PSA Peugeot-Citroen and BMW currently build small engines together that the French auto giant uses for a number of compact hatchbacks and urban runabouts and BMW for its Mini range. There are now reports that the two companies are considering strengthening this agreement with plans to build a greater variety of powertrains, including hybrid units for the first time.

The news comes from PSA CEO Christian Streiff, who revealed to Germany’s Suddeutsche Zeitung that talks will be taking place with a number of companies about further possible cooperation. These companies include BMW and Ford, as well as “other partners”. PSA will then complete a study to examine the technological, production, and financial benefits of developing more engines in partnership and if given the green light will move ahead with the development of a new range of four-cylinder engines that are expected to be around 2.0L in size.

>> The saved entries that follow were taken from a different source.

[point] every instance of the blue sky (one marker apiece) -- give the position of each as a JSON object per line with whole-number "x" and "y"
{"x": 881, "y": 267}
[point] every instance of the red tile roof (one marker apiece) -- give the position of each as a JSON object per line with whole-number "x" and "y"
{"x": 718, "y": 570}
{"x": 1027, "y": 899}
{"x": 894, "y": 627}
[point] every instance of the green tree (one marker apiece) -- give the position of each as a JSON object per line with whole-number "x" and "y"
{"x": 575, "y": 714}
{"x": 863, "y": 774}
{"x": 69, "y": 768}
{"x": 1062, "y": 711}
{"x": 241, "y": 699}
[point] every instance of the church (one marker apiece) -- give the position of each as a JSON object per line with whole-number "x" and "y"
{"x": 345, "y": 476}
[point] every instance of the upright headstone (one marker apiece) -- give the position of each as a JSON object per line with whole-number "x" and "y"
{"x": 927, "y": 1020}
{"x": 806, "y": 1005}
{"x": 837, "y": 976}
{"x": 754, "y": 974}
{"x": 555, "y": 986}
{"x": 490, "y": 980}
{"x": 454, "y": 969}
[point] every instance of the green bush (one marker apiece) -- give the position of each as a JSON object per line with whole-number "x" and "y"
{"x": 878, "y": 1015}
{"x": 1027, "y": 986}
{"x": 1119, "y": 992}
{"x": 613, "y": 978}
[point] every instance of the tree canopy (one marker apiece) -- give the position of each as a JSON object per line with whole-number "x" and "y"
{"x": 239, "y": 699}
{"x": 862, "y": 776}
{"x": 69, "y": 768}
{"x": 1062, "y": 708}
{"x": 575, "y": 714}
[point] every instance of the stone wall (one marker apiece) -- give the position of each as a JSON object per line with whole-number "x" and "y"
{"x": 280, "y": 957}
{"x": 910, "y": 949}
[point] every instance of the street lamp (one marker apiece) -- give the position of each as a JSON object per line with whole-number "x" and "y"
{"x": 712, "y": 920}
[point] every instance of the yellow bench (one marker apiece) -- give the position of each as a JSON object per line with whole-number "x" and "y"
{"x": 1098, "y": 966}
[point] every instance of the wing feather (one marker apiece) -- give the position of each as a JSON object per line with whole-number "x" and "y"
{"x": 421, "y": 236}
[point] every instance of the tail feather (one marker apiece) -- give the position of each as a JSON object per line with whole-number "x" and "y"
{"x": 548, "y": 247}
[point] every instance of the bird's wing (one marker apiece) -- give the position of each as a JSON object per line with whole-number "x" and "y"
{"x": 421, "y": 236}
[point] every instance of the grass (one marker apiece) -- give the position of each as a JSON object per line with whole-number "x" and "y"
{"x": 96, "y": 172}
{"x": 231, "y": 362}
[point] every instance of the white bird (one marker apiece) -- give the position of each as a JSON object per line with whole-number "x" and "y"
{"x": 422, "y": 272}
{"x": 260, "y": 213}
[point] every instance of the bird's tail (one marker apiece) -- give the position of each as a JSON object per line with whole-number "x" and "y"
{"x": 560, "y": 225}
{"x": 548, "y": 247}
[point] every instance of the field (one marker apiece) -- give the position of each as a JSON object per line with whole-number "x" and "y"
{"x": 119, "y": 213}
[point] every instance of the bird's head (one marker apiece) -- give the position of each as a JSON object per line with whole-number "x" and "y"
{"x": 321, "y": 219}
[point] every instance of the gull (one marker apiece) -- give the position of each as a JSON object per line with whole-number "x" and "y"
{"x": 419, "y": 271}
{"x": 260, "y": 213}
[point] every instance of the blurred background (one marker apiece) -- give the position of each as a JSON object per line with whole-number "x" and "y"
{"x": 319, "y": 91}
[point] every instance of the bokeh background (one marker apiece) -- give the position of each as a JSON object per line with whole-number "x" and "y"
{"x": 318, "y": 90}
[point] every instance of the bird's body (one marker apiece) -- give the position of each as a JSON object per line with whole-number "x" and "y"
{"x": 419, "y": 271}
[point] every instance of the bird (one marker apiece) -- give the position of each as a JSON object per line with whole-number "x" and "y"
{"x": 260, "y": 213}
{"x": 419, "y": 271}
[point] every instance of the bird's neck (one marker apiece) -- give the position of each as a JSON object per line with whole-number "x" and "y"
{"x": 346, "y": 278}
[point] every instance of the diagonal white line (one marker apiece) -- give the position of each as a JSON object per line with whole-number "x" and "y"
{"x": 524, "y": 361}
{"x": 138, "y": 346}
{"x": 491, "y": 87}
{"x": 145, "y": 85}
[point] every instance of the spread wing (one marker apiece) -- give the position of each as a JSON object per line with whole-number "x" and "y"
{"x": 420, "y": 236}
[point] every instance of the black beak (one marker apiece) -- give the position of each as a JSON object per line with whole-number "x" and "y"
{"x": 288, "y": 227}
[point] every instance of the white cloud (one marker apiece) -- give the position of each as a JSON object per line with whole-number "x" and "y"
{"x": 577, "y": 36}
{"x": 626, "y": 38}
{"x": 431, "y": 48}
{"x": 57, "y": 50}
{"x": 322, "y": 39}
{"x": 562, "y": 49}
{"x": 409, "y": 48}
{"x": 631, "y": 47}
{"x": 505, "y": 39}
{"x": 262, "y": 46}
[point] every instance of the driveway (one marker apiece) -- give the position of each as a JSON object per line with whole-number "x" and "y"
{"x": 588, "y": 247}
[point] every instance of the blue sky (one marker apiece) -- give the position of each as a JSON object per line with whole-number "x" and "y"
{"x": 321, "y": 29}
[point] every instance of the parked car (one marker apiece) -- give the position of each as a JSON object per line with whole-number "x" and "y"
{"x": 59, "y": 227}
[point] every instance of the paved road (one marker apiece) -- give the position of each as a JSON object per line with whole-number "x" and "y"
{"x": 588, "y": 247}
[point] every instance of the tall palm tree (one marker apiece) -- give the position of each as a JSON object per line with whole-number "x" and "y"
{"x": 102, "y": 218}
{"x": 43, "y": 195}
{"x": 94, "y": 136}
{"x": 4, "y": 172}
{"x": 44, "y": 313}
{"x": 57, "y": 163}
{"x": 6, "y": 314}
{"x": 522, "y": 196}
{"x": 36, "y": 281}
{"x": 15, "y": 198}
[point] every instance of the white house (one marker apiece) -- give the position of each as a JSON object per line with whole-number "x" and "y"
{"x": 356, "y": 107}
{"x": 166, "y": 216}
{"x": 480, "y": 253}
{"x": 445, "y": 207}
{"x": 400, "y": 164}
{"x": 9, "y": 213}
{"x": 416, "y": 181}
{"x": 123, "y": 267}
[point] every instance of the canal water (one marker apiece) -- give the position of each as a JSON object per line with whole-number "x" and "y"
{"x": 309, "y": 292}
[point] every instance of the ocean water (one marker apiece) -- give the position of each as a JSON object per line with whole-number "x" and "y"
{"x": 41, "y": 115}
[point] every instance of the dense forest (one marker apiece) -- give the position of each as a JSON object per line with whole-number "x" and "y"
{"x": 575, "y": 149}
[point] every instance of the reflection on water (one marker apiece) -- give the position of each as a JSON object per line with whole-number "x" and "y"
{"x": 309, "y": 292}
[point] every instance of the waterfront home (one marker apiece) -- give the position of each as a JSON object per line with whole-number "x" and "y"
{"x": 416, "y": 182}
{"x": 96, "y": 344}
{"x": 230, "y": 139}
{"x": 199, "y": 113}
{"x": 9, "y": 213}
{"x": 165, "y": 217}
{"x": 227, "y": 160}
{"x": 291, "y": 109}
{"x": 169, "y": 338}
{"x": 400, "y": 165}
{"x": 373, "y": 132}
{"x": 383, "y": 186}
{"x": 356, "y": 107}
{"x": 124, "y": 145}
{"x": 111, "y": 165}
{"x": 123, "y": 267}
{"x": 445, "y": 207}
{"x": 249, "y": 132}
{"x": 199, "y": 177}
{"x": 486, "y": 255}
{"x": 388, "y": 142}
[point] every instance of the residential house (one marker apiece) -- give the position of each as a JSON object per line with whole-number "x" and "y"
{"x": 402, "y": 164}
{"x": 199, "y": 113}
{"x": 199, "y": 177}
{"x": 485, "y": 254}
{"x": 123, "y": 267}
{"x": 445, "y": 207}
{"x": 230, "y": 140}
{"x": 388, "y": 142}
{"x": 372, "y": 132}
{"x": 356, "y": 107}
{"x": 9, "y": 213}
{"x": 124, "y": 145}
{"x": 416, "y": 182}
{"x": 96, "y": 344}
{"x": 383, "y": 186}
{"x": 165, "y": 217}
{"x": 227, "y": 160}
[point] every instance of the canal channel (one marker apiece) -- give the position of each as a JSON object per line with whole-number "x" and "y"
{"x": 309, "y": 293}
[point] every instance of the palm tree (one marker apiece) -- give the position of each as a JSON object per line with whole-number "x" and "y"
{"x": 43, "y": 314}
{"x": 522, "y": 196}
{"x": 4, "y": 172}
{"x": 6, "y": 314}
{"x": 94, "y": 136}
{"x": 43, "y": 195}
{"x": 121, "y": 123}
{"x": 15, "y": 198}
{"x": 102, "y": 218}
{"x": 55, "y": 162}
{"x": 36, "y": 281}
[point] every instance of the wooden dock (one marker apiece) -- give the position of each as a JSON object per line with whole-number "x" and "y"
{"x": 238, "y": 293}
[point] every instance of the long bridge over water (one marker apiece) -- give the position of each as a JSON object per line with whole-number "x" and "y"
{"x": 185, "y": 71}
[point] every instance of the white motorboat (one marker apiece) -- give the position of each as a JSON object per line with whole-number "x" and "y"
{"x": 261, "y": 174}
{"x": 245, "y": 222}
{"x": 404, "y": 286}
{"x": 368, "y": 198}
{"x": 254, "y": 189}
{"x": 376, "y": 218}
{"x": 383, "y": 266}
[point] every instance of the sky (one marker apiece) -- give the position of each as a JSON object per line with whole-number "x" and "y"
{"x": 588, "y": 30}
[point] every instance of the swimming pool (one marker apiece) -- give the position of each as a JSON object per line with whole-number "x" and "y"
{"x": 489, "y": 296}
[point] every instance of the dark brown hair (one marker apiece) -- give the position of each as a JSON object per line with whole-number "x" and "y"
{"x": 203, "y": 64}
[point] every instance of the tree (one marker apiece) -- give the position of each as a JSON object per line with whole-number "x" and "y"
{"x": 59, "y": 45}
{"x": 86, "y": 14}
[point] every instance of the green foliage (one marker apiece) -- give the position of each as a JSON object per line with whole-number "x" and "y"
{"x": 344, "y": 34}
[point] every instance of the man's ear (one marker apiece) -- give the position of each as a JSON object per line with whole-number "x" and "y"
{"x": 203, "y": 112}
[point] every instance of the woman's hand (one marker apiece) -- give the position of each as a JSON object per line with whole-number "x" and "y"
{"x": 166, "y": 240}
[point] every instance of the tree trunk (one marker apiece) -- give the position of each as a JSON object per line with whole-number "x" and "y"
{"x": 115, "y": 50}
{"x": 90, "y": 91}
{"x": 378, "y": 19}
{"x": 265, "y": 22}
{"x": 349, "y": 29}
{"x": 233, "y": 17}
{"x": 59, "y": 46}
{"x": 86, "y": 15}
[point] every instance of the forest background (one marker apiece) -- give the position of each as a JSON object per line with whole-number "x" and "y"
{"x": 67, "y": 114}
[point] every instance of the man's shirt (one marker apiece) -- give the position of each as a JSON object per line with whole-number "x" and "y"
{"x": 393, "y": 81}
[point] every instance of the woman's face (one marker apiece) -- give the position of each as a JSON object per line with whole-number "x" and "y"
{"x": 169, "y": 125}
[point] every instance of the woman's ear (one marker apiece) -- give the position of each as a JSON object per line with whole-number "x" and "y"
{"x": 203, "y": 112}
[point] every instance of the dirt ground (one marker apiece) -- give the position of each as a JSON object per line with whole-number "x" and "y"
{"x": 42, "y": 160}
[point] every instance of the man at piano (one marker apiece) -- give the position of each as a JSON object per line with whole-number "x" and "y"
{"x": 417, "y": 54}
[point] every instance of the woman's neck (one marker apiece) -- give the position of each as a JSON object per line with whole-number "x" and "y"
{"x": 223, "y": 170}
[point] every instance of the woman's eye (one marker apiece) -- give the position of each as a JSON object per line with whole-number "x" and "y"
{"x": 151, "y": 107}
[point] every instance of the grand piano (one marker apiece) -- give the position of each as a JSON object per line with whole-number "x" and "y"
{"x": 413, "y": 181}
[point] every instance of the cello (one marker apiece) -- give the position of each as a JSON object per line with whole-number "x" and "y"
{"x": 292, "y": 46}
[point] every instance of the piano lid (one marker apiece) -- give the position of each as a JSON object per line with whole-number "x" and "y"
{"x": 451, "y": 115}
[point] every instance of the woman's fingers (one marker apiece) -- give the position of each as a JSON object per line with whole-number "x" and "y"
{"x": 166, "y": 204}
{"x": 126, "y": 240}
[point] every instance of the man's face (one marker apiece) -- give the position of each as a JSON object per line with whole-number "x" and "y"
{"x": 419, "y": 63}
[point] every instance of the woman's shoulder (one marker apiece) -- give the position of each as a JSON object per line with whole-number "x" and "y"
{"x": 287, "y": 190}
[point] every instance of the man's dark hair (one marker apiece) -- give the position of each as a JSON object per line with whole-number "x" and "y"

Streiff also spoke out about the current practice of 'state scrapping premiums' sweeping Europe. Under the scrapping premium plan, governments offer consumers a cash back if they purchase a new vehicle and hand over their old vehicle - usually a vehicle that is at least nine years old. Streiff sees the plan as dangerous and called for the premiums to be reduced or abolished once the market had recovered sufficiently.

BMW's examination of its relationships with other manufacturers is not being limited to PSA Peugeot-Citroen. Yesterday we reported that BMW may be in the process of swapping 7% of its shares with 7% of Daimler's shares, and there is also a previous agreement signed with Fiat Group.